Mutual Life Insurance v. Belknap

19 Abb. N. Cas. 345 | N.Y. Sup. Ct. | 1887

Patterson, J.

Under the circumstances disclosed by the affidavits read in opposition to the petition of the receiver, I think the motion to require the defendant Belknap to pay over rents accrued prior to August 1, 188G, should be denied.

The grave questions involved of the relation of the shareholders to the corporation as the owner of the apartment house, and the peculiar method of fixing the yearly contributions of shareholders occupying apartments, should not be disposed of on a motion of this character, but in an action in which all parties interested can be heard. It is admitted that such an action is pending before a referee appointed by this court.

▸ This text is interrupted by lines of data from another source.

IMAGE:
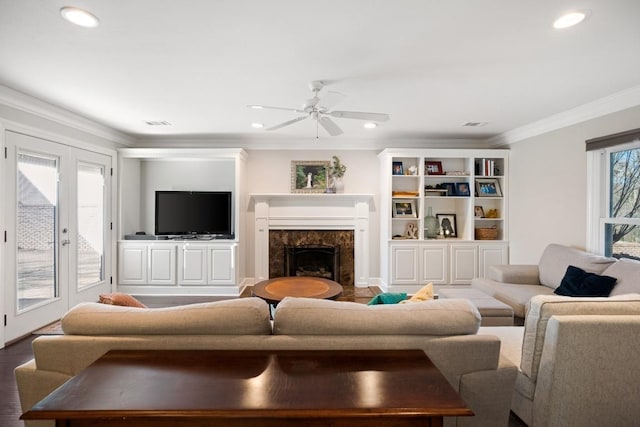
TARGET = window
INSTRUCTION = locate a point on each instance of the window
(614, 169)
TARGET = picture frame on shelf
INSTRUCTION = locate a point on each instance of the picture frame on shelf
(448, 225)
(488, 187)
(309, 176)
(433, 168)
(450, 187)
(398, 168)
(462, 189)
(404, 209)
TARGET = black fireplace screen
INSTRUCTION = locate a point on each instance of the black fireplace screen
(313, 260)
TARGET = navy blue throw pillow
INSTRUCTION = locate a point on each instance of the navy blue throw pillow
(578, 283)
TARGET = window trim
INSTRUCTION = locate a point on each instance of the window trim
(598, 197)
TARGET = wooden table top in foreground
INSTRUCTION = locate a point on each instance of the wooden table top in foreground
(275, 290)
(254, 388)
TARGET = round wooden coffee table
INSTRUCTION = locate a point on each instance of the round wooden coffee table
(275, 290)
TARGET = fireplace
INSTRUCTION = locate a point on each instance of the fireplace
(346, 215)
(320, 253)
(312, 260)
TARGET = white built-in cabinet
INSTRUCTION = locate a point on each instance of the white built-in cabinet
(176, 263)
(467, 186)
(178, 267)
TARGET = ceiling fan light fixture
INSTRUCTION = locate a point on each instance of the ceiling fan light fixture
(79, 17)
(570, 19)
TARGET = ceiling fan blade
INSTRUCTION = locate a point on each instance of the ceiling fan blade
(331, 99)
(287, 123)
(375, 117)
(268, 107)
(330, 126)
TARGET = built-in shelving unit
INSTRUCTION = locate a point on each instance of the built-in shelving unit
(466, 191)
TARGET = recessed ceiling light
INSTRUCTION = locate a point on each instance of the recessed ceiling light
(79, 17)
(570, 19)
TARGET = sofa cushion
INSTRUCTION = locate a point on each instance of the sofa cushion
(542, 307)
(627, 271)
(228, 317)
(517, 296)
(308, 316)
(578, 283)
(555, 259)
(119, 298)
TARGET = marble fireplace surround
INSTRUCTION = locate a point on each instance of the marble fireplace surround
(285, 211)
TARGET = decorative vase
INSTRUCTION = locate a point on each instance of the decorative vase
(338, 185)
(431, 225)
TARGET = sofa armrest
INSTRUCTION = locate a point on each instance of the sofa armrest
(516, 274)
(587, 361)
(35, 384)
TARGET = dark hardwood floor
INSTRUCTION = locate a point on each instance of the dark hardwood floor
(20, 351)
(11, 356)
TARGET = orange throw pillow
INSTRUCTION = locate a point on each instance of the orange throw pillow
(118, 298)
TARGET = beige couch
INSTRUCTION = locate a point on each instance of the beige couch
(515, 285)
(444, 329)
(579, 361)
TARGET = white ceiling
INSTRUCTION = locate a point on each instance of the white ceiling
(431, 64)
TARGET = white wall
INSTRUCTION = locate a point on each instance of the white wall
(548, 185)
(269, 171)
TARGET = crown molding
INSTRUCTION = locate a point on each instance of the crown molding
(325, 143)
(28, 104)
(618, 101)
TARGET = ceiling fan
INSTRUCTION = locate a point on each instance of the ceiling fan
(319, 109)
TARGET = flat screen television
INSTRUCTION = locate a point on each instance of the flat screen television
(193, 213)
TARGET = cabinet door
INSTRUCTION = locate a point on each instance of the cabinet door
(404, 265)
(464, 264)
(192, 265)
(491, 254)
(221, 265)
(162, 265)
(434, 260)
(132, 264)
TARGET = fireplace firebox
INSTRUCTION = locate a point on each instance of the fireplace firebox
(313, 260)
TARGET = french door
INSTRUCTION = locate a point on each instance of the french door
(58, 243)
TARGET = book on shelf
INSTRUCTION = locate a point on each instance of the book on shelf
(486, 167)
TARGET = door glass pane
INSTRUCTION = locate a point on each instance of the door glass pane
(625, 184)
(623, 239)
(90, 245)
(37, 210)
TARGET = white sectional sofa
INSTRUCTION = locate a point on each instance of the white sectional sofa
(445, 329)
(578, 361)
(515, 285)
(578, 357)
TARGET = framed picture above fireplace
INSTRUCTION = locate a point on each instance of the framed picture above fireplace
(309, 176)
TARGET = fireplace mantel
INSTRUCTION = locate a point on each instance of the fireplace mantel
(315, 211)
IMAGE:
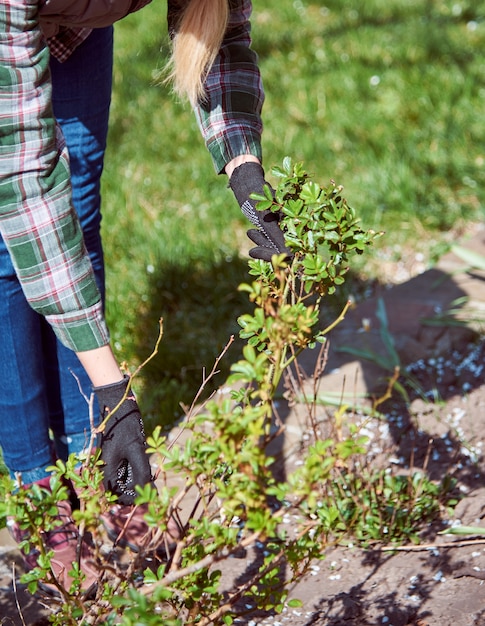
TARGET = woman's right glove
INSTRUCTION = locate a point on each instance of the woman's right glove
(123, 442)
(245, 180)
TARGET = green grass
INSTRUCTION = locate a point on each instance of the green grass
(384, 97)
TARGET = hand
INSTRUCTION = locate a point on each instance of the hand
(245, 180)
(123, 443)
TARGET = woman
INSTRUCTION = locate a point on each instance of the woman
(213, 66)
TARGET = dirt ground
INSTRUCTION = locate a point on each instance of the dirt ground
(440, 582)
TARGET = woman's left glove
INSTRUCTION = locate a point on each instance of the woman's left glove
(247, 179)
(123, 442)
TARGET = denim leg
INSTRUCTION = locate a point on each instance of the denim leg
(24, 435)
(81, 101)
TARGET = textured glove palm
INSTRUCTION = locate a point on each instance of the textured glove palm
(247, 179)
(123, 443)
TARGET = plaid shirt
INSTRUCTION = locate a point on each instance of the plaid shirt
(37, 220)
(230, 117)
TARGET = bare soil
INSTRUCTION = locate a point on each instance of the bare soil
(440, 582)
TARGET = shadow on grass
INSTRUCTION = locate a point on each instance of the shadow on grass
(200, 304)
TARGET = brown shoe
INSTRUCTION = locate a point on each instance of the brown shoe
(126, 527)
(63, 541)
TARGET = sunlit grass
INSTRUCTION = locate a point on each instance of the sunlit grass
(384, 97)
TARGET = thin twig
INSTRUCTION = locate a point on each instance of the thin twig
(432, 546)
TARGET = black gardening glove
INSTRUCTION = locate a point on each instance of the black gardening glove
(123, 443)
(245, 180)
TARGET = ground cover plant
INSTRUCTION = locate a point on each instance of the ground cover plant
(381, 96)
(236, 500)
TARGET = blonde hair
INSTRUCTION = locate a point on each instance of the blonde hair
(196, 42)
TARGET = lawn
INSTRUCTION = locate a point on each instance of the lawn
(386, 98)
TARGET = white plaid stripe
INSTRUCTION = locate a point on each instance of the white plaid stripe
(37, 220)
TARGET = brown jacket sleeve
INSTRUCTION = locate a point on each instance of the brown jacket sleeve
(84, 13)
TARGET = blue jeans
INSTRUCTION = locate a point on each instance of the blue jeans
(40, 378)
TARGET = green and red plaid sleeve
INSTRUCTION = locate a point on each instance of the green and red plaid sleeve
(230, 117)
(37, 220)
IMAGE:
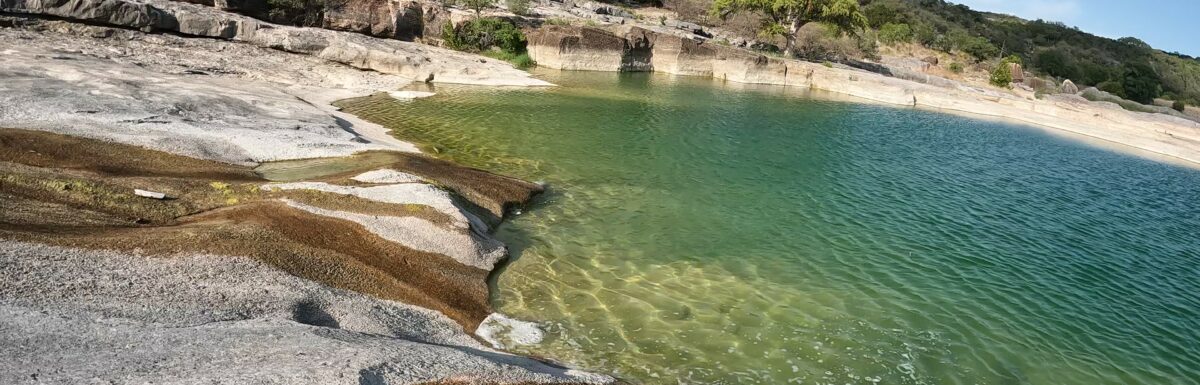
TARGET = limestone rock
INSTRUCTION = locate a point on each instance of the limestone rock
(411, 60)
(402, 19)
(1069, 86)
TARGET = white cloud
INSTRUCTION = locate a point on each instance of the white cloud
(1050, 10)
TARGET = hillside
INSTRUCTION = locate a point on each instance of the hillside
(1127, 67)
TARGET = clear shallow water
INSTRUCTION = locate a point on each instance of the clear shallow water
(709, 234)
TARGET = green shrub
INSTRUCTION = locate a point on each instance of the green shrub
(893, 34)
(868, 46)
(925, 35)
(978, 48)
(483, 34)
(521, 60)
(517, 6)
(295, 12)
(1002, 76)
(478, 5)
(1056, 64)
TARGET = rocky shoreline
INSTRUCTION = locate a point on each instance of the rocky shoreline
(371, 274)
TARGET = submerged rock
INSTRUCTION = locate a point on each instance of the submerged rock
(1069, 88)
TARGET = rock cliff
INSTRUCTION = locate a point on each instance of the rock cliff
(411, 60)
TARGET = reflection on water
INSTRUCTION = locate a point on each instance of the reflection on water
(702, 233)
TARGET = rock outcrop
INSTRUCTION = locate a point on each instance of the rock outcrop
(381, 18)
(1018, 72)
(411, 60)
(1069, 86)
(577, 48)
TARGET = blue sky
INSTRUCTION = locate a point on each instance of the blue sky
(1165, 24)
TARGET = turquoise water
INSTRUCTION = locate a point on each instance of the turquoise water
(702, 233)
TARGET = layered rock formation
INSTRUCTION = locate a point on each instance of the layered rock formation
(411, 60)
(633, 48)
(353, 278)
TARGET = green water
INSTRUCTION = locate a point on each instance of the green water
(701, 233)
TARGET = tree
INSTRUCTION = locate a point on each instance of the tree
(1140, 83)
(478, 5)
(786, 17)
(517, 6)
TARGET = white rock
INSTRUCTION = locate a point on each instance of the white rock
(409, 95)
(387, 175)
(504, 332)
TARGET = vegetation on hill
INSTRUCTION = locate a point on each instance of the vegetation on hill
(785, 18)
(1126, 67)
(489, 36)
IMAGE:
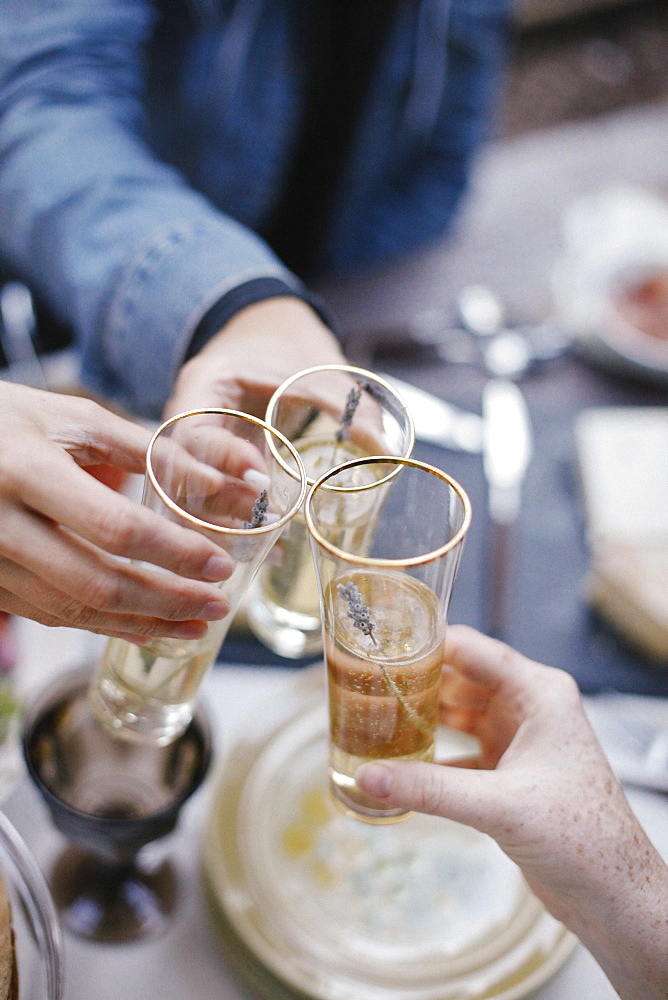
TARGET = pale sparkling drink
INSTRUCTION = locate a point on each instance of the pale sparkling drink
(287, 588)
(331, 414)
(383, 687)
(213, 471)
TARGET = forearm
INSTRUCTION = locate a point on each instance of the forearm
(623, 918)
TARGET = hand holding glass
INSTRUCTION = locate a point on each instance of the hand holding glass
(386, 555)
(214, 471)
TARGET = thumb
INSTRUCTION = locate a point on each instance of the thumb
(457, 793)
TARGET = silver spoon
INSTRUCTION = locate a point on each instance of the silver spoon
(506, 353)
(16, 335)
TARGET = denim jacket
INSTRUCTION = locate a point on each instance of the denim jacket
(142, 146)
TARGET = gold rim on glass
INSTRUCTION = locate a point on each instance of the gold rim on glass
(270, 432)
(351, 370)
(414, 463)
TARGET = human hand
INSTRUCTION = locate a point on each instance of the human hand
(543, 789)
(254, 352)
(62, 532)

It is extremely doubtful whether a receiver of the rents and profits in a foreclosure case can reach rents accrued prior to the commencement of the suit in which he was appointed. There is authority for the affirmative of the proposition in the many English cases which have been cited, and in the decisions of the court of chancery of this State. But in Argall v. Pitts (78 N. Y. 239), the court of appeals has broadly stated the rule that such a receiver “ will be confined to the rents and profits accruing during the pendency of the suit.” Although the precise question involved here *348was not directly before the court, the strong, statement of the rule there made indicates the view of the court of last resort to be against the practice of extending receiverships of the rents and profits to rents accruing before suit. The receiver’s clause in the mortgage does not in terms refer to the rents in arrear at the time of default, and the order of this court appointing the receiver defines his rights and powers to be those of receivers in foreclosure cases.

The motion is denied, but without costs.